Parallèlement, j’ai pu constater comme tout un chacun que ces dernières années,
l’hégémonie des grandes confédérations de travailleurs sur les mobilisations sociales
a eu tendance à se déliter, l’épisode des Gilets jaunes étant évidemment le plus
spectaculaire en la matière. Or, de mon point de vue, la prise de distance
manifestement croissante d’une partie des milieux populaires vis-à-vis des syndicats
n’est pas sans aucun lien avec l’image offerte par la reconversion des figures
dirigeantes les plus connues du grand public, qui peut les faire apparaître d’instinct
comme participant d’une vaste sphère institutionnelle, elle-même de plus en plus
massivement honnie.
Ces ressentis citoyens se télescopaient avec mon interprétation d’historien
des transformations de longue durée du syndicalisme français. Ne pouvait donc que
naître l’envie de prendre une mesure plus précise du degré d’assimilation à l’ordre
dominant des responsables de plus haut niveau, par définition les plus repérables et,
le cas échéant, de mettre en exergue la diversité de leurs rapports à l’engagement,
d’une centrale à une autre. Ce qui, pour moi, n’a rien d’anecdotique, dans la mesure
où ces cadres nationaux sont issus d’un processus de sélection à l’intérieur de leurs
organisations et représentent ainsi bien davantage qu’eux-mêmes. Or, leur
cheminement fait écho, tout en jouant le rôle de miroir grossissant, à des évolutions
et des conceptions parfois communes, mais aussi clairement différenciées du
syndicalisme et peut parfois interroger a posteriori sur la construction du sens de leur
positionnement dans l’exercice de leur mandat.

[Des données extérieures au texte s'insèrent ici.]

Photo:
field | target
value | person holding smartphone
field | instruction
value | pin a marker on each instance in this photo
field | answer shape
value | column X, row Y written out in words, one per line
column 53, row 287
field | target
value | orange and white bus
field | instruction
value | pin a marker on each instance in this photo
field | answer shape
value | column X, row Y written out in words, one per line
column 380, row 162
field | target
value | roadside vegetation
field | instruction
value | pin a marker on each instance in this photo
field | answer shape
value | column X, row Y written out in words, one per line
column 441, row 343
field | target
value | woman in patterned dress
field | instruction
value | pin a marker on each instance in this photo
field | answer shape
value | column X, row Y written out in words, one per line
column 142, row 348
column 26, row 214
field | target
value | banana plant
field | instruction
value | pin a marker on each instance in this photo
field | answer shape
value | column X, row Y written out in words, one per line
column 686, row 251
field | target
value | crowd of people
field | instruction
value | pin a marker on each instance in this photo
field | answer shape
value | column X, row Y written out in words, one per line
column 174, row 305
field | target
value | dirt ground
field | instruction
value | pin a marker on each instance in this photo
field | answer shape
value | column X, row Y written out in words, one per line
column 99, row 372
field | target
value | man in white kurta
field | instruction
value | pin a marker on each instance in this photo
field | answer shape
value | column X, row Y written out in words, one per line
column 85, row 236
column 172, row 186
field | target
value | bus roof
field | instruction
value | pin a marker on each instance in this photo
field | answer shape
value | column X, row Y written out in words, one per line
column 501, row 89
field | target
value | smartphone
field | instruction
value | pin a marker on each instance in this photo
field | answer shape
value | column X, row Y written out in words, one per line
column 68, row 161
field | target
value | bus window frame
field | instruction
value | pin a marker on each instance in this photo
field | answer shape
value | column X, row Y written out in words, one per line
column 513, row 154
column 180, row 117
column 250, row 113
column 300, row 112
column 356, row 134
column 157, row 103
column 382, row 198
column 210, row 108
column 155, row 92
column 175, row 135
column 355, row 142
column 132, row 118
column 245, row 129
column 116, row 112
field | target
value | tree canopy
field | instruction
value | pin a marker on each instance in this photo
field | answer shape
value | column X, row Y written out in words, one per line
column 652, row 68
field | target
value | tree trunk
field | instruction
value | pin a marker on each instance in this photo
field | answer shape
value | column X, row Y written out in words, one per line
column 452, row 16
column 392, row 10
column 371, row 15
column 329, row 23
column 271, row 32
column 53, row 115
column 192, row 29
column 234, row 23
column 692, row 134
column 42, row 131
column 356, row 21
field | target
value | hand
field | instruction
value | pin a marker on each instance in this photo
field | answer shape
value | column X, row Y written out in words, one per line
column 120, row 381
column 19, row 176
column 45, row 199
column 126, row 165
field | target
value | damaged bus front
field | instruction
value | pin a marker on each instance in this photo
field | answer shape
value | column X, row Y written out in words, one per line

Toutefois, avant d’aller plus loin, le lecteur ne doit pas se méprendre sur les
intentions de l’auteur. Il n’est pas ici question de jeter le discrédit ou de dénoncer
quiconque et, d’ailleurs, ne seront nommément cités pour l’essentiel que les cas
connus de tous. Il s’agit encore moins de nourrir les préventions à l’égard du fait
syndical. Je connais personnellement l’investissement des militants de terrain, que je
rencontre notamment quand je suis invité à venir débattre avec eux. Leurs
convictions m’impressionnent souvent, les sacrifices qu’ils consentent volontiers
forcent toujours mon respect. J’ai aussi admiré et j’admire encore d’anciens
dirigeants qu’il m’a été offert de côtoyer. Ainsi le regretté Pierre Delplanque, qui a
oeuvré aux côtés de Marcel Paul pour le bien commun et en parfait désintéressement
personnel, Roger Silvain, figure de la CGT Renault-Billancourt, engagé jusqu’à son
dernier souffle, ou encore François Duteil, qui sait faire partie de cette brochure et
dont la cohérence du parcours personnel aussi bien que la constance et la finesse
intellectuelle lui valent mon indéfectible fidélité. Sans parler de Georges Séguy, avec
qui j’ai eu la chance de pouvoir échanger un peu, bien trop vite à mon goût, et que je
regardais comme le monument historique qu’il était.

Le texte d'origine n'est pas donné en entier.